With her caring and gentle voice she tells me: “How much she longed to see me! Only with you I am able to find true closure!”
That touches me deeply and we feel comforted in each others arms!”
As she holds me up she squints her eyes tilts her head and her mouths opens up in surprise. She says: “Dear Mother of Jesus, did you always had pink nostrils and pink soles that whole freaking time? Why one earth am I only able to see that now! You are a female Hippo for crying out loud and no one even pointed that out! I do wonder if my female phobia has anything to do with that! Must be! It’s crazy how brains work, right. Well, then my female Hippo and grace from above, my miracle of light! From now on I give you a new name and will call you Hope instead of Hansi!” And she kisses me on my snout!
It’s time for healing.
Knowing now as an adult that what happened wasn’t right. Though that seems obvious, but if no one tells you and everyone acts like it’s the most natural thing in the world, you are but left alone.

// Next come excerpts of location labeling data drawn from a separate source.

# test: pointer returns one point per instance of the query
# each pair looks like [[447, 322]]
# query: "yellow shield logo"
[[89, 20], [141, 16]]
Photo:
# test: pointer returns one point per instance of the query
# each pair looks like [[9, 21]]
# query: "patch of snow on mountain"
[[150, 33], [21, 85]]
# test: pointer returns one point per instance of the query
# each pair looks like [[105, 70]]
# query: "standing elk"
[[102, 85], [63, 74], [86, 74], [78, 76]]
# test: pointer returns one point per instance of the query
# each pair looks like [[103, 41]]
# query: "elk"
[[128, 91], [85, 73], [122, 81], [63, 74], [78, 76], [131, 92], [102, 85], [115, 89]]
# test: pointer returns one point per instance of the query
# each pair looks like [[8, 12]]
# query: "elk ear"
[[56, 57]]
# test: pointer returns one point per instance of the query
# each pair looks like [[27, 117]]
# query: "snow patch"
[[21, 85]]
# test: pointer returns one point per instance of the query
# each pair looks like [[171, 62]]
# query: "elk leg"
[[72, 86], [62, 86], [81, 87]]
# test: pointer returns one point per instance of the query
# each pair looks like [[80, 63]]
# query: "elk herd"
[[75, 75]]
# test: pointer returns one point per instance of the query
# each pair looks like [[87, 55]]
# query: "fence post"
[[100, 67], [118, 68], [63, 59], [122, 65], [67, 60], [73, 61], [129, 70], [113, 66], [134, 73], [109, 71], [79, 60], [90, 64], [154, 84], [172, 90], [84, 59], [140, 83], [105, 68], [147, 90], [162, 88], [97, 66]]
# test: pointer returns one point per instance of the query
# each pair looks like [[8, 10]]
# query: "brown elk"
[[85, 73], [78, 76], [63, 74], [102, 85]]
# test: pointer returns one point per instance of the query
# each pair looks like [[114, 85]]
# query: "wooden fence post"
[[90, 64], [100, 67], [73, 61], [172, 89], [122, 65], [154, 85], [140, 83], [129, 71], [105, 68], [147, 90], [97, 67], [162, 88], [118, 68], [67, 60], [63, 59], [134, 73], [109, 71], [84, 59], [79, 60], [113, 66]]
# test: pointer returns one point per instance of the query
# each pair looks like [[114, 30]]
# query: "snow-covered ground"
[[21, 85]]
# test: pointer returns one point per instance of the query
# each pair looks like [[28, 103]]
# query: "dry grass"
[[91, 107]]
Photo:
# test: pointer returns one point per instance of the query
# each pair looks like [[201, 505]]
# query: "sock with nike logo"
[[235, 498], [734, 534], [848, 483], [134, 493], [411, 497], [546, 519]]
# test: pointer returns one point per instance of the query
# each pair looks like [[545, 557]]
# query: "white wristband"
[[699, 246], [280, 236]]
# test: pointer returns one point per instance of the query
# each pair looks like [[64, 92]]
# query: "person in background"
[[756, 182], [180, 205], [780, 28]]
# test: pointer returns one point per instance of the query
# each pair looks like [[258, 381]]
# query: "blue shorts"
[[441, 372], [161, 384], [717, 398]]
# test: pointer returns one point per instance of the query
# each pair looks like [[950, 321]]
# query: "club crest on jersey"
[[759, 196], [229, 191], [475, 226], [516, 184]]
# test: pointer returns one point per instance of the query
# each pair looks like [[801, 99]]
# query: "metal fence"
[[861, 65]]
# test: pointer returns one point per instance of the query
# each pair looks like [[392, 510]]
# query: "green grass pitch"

But it was worse that. She was judged guilty and been on the receiving end of the devils hand. Shamed and cast out like a burden.
People are different and some can’t see what pain they inflict on others. Who can see the bleeding heart? “I will forgive them for they don’t know what they were and are doing”, she said. They are blind sighted by societies acceptance of norm and their individualistic ideas of right and wrong. You take love and compassion out of the picture and you are left with an empty vessel. But a heart can only heal with love and compassion. Understanding the wheel of time in its fullest will give room for understanding.